Although the $85 billion cut this year is unprecedented, Rivel observed that “we as a human services system have experienced cuts for a number of years running, to the point where it is a very fragile system.”
Soloway, the UJA-Federation official, said that as with all service systems funded in the state during the recent economic downturn, “not-for-profit, community-based services have already had more than $350 million, or close to 9 percent, in cuts recently.”
Rivel noted that most of his agency’s programs have deficits. As a result, the agency raises about $12 million a year to help cover its $200 million budget. Despite that, the agency had a deficit last year that forced it to dip into its reserves, and Rivel said he expects to have another deficit this year.
Asked if his agency could simply close its doors to new patients, Rivel said, “I don’t know we could do that or would want to do that.
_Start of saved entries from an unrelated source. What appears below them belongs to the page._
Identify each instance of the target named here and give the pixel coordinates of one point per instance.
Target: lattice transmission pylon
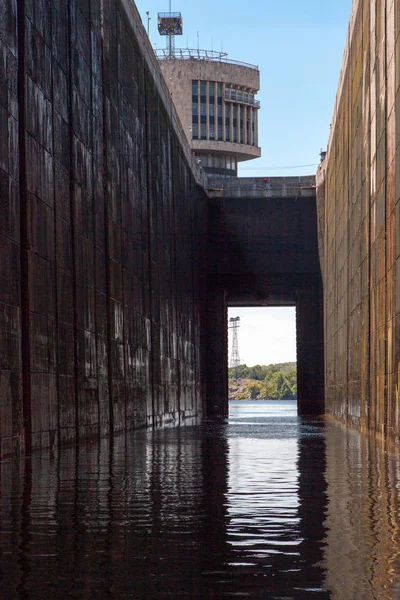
(234, 324)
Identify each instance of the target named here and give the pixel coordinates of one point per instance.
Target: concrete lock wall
(101, 231)
(359, 210)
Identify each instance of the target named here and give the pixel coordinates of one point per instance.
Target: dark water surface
(266, 506)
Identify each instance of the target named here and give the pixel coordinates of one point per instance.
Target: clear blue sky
(298, 47)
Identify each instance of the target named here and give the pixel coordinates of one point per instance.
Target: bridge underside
(265, 253)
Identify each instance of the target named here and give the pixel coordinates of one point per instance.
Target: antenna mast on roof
(170, 25)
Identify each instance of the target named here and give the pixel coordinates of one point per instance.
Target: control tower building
(215, 98)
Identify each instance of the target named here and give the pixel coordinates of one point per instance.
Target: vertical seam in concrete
(149, 245)
(94, 291)
(72, 216)
(106, 226)
(349, 250)
(385, 393)
(56, 324)
(369, 246)
(24, 264)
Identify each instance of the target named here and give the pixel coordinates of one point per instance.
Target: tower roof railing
(197, 54)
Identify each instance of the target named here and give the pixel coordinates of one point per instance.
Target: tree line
(273, 382)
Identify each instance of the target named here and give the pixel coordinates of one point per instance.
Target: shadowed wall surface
(359, 228)
(101, 230)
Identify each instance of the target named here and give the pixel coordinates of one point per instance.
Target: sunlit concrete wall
(101, 230)
(358, 193)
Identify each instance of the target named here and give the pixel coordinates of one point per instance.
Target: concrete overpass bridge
(263, 251)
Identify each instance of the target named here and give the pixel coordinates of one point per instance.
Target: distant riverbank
(271, 382)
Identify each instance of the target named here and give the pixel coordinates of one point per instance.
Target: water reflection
(266, 506)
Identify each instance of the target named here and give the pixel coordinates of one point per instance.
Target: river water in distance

We will figure out how to pay for it, but it is not going to be easy. And hopefully it will not go on for a very long time.”
Magaliff of FEGS pointed out that because so much money is being cut from the budget, “the hit will be felt at different times and in different ways. That’s not to say people can’t make do with less. There are always ways of adjusting. But there already have been significant cuts over the last several years, and this adds to an already very tight delivery package.”